羅溪身上那些吊死鬼仿佛也聽懂了我的話,竟然同一時間揚起身子把腦袋朝向了我這邊。
它們也想聆聽一下來自爺爺的教誨嗎?
“因果循環,報應不爽。”
“想吃這碗陰陽飯,處理事情的時候需要合乎的不是法律,而是天道。”
“可是……”
“沒有可是。法律能約束的隻有活人,鬼神的世界,有他們自己的法則。
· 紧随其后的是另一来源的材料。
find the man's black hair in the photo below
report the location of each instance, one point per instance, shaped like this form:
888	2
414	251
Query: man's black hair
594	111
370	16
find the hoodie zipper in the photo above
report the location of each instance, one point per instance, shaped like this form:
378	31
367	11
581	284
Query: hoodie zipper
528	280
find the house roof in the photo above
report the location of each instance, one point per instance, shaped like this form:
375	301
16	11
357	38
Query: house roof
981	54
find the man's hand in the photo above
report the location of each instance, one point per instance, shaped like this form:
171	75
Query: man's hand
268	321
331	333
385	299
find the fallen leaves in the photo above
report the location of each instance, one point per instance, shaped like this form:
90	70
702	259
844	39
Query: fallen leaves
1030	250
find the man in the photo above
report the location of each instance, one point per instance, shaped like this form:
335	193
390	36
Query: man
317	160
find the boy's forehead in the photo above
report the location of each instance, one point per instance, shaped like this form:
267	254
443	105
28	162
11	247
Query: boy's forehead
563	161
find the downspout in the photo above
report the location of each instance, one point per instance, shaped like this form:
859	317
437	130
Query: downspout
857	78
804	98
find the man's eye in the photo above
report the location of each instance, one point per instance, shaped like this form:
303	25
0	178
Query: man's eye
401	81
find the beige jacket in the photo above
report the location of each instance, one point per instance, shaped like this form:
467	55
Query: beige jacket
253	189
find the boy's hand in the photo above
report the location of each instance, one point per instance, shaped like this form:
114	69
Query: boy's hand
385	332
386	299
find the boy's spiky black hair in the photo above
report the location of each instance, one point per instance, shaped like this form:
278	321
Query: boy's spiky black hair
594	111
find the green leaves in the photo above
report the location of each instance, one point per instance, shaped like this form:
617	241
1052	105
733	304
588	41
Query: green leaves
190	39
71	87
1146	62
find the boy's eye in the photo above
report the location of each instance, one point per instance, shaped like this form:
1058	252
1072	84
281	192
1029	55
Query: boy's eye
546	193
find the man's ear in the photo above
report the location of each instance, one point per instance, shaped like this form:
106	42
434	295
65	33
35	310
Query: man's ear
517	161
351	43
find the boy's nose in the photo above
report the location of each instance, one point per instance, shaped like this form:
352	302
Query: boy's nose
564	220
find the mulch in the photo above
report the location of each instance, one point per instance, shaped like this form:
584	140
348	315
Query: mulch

”
話音剛落下,羅溪身上那些吊死鬼同時伏下了腦袋。
下一秒鍾,一陣蠶食桑葉般的悉索聲從土坑裏傳了出來。
“不要!救命,救命啊!”
與原本的驚慌不同,這一次女人的尖叫聲中充滿了痛苦的味道。
隻是眨眼的功夫,她的T恤衫和牛仔熱褲就被瘋狂的蟲子啃出了一個又一個窟窿。
原本就暴露在外的肌膚更是迅速變紅,然後滲出一顆顆血珠。
“我知道錯了!我錯了,我是混蛋,我是畜生!”
“求求你放過我吧!”
嗬嗬,這會兒知道求饒了。
有用嗎?
這個世界不是說你道了歉,別人就必須要原諒你的。
在她慘叫的同時,蟲子們再次往她嘴裏擠了進去。
這一次羅溪似乎發狠了,她沒有再往外吐,而是玩命的咬了起來,想要把那些蟲子都咬死。
綠色的漿液不停地在她口中爆開,看得我惡心想吐。
“這……差不多行了吧?”
劉安泰有些不死心的問道。
我沒有理他。
如果適應不了因果報應的天道法則,他還是退出零處的好。
越來越多的鮮血從羅溪身上滲出。
那些蟲子們鑽不進她的嘴巴,就開始另辟蹊徑,往鼻孔和耳朵裏鑽去。